The vicar continued to make an excellent supper, but Mary was only playing with her food, and when he offered her a second helping she refused.
"What has the pedlar done to incur your displeasure to such an extent?" he enquired, harping upon the subject with persistence.
"He attacked me once."
"I thought as much. He is true to a particular type. You resisted him, of course?"
"I believe I hurt him. He did not touch me again."
"No, I do not suppose he did. When did this happen?"
"On Christmas Eve."
"After I left you at Five Lanes?"
"Yes."
"I am beginning to understand. You did not return, then, to the inn that night? You fell in with the landlord and his friends upon the road?"
"Yes."
"And they took you with them to the shore to add to their sport?"
"Please, Mr. Davey, do not ask me any more. I would rather not speak of that night, neither here nor in the future, nor ever again. There are some things that are best buried deep."

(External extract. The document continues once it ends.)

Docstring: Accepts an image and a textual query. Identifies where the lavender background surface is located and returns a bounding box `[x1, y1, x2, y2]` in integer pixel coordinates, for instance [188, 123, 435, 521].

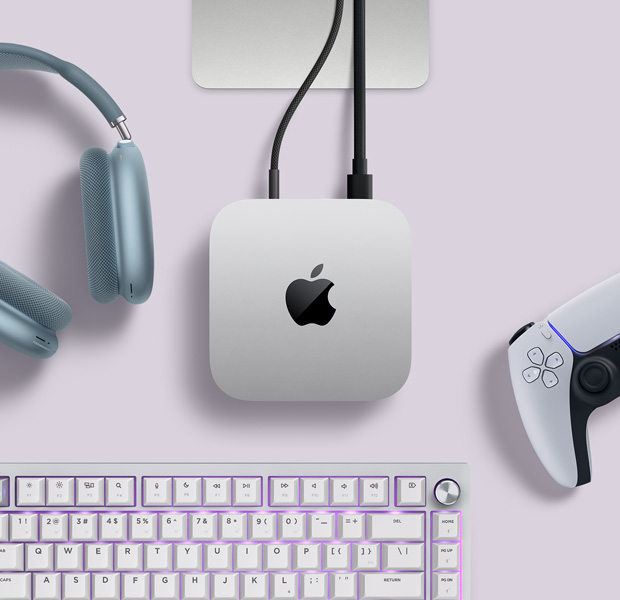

"You shall not speak of it, Mary Yellan. I blame myself for having allowed you to continue your journey alone. Looking at you now, with your clear eye and skin, and the way you carry your head, and, above all, the set of your chin, you bear little trace of what you endured. The word of a parish priest may not go for much — but you have shown remarkable fortitude. I admire you."
She looked up at him, and then away again, and fell to crumbling a piece of bread in her hand.
"When I consider the pedlar," he continued, after a while, helping himself generously to stewed damsons, "I feel it very remiss of the murderer not to have looked into the barred room. It may have been that he was pressed for time, but a minute or two could hardly have affected the issue, and he would most certainly have made the whole affair more thorough."
"In what way, Mr. Davey?"
"Why, by putting paid to the pedlar's account."
"You mean, he might have killed him too?"
"Precisely. The pedlar is no ornament to the world while he lives, and dead he would at least make food for worms. That is my opinion. What is more, had the murderer known that the pedlar had attacked you, he would have had a motive strong enough to kill twice over."